DSÖ Avrupa Bölge Direktörü Dr. Hans Kluge’ye göre depremlerde binlerce vatandaş hayatını kaybetti. 3. Seviye Acil Durum, DSÖ tarafından ilan edilen en yüksek acil durum olarak kabul edilir. Kaynakların seferber edilmesi, depremlerin ardından etkilenen topluluklara destek ve yardım sağlamayı amaçlamaktadır.
Depremlerin kendileri açısından, 3. derece deprem olarak da bilinen üçüncü derece deprem, depremin ürettiği sismik yoğunluğun veya sarsıntının ölçülmesini ifade eder.
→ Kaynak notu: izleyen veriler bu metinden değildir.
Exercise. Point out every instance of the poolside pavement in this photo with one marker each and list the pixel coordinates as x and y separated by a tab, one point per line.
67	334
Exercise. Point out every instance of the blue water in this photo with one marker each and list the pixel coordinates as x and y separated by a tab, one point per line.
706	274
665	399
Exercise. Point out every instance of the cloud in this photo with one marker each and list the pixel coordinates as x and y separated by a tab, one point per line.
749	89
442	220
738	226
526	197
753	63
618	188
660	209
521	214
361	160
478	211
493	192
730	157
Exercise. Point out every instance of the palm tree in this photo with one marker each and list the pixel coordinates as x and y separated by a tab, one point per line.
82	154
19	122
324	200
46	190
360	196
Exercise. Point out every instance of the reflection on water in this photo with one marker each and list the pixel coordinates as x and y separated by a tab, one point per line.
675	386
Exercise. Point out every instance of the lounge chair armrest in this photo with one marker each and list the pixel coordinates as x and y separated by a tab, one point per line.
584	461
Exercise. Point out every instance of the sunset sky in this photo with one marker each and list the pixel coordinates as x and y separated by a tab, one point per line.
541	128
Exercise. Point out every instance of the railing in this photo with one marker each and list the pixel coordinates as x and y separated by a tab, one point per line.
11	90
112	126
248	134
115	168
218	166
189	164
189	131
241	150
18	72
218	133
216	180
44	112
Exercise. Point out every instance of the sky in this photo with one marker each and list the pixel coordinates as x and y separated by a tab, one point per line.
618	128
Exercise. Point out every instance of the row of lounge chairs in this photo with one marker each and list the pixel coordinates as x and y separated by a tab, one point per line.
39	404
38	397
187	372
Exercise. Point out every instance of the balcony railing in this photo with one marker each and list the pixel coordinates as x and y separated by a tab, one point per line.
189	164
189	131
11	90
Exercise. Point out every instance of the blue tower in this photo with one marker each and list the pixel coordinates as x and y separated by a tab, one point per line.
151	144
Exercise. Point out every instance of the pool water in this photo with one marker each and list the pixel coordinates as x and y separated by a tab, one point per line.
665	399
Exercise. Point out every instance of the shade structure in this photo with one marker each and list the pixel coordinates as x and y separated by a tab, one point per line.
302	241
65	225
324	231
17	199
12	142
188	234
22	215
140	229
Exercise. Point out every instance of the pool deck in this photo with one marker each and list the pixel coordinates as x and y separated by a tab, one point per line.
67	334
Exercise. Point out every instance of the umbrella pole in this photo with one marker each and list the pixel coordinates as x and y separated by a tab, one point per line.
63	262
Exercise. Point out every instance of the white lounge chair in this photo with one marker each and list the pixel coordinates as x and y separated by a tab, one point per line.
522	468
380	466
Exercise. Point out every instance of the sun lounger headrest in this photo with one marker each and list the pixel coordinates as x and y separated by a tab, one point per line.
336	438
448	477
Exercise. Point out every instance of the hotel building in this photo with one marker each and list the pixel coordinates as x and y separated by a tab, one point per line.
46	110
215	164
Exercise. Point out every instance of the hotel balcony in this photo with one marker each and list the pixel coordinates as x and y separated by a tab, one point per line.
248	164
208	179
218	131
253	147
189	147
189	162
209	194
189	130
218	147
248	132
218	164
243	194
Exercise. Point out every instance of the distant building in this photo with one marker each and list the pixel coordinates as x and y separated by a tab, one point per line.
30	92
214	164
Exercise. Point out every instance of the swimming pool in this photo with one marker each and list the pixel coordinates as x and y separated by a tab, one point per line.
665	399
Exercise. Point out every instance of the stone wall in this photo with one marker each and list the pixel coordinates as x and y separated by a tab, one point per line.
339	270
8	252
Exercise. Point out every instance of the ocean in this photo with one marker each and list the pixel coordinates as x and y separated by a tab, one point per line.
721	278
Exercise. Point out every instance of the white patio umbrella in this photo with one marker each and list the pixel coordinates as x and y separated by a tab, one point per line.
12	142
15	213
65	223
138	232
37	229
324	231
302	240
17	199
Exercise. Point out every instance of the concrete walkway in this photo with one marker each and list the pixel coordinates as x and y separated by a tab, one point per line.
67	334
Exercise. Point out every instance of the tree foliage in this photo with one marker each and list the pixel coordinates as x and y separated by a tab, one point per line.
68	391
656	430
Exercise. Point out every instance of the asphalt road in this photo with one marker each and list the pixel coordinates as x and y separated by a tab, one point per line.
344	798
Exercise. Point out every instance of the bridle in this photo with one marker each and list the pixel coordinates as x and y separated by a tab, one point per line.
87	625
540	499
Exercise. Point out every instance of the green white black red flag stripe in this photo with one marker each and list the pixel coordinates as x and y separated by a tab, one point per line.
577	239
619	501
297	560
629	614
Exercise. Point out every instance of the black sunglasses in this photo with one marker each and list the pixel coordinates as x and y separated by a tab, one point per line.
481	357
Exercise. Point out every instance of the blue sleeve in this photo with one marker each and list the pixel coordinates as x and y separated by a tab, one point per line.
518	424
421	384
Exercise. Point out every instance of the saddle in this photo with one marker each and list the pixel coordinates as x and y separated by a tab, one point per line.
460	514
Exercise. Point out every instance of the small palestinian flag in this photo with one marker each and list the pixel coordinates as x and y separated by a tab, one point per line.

Depremler genellikle 1’den 12’ye kadar bir ölçekte sınıflandırılır, 3. seviye orta dereceli olarak kabul edilir ve binalara ve yapılara zarar verebilir.
Deprem bölgesindeki son durum çok büyük bir yıkım ve can kaybıdır. Şu an itibariyle, kesin rakamlar hala teyit edilmekle birlikte, çok sayıda ölüm ve yaralanma raporu var.
Afet zamanlarında, etkilenenlere destek ve yardım sağlamak için çeşitli acil durum müdahale kuruluşlarının birlikte çalışması önemlidir. DSÖ, yerel ve uluslararası kuruluşlarla birlikte ihtiyacı olanlara tıbbi bakım ve diğer temel hizmetleri sağlamak için birlikte çalışacak. Bu gibi durumlarda acil müdahale türleri arasında ilk yardım, barınak, yiyecek ve su ve tıbbi bakım sağlanması yer alır.
Sonuç olarak, DSÖ’nün Türkiye ve Suriye’deki depremlere tepki olarak 3. Seviye Acil Durum ilan etmesi, doğal afetlere koordineli ve birleşik bir müdahalenin önemini vurgulamaktadır. Etkilenen topluluklar, hayatlarını ve evlerini yeniden inşa etmeye başlarken, önümüzdeki günlerde ve haftalarda destek ve yardıma ihtiyaç duymaya devam edecekler.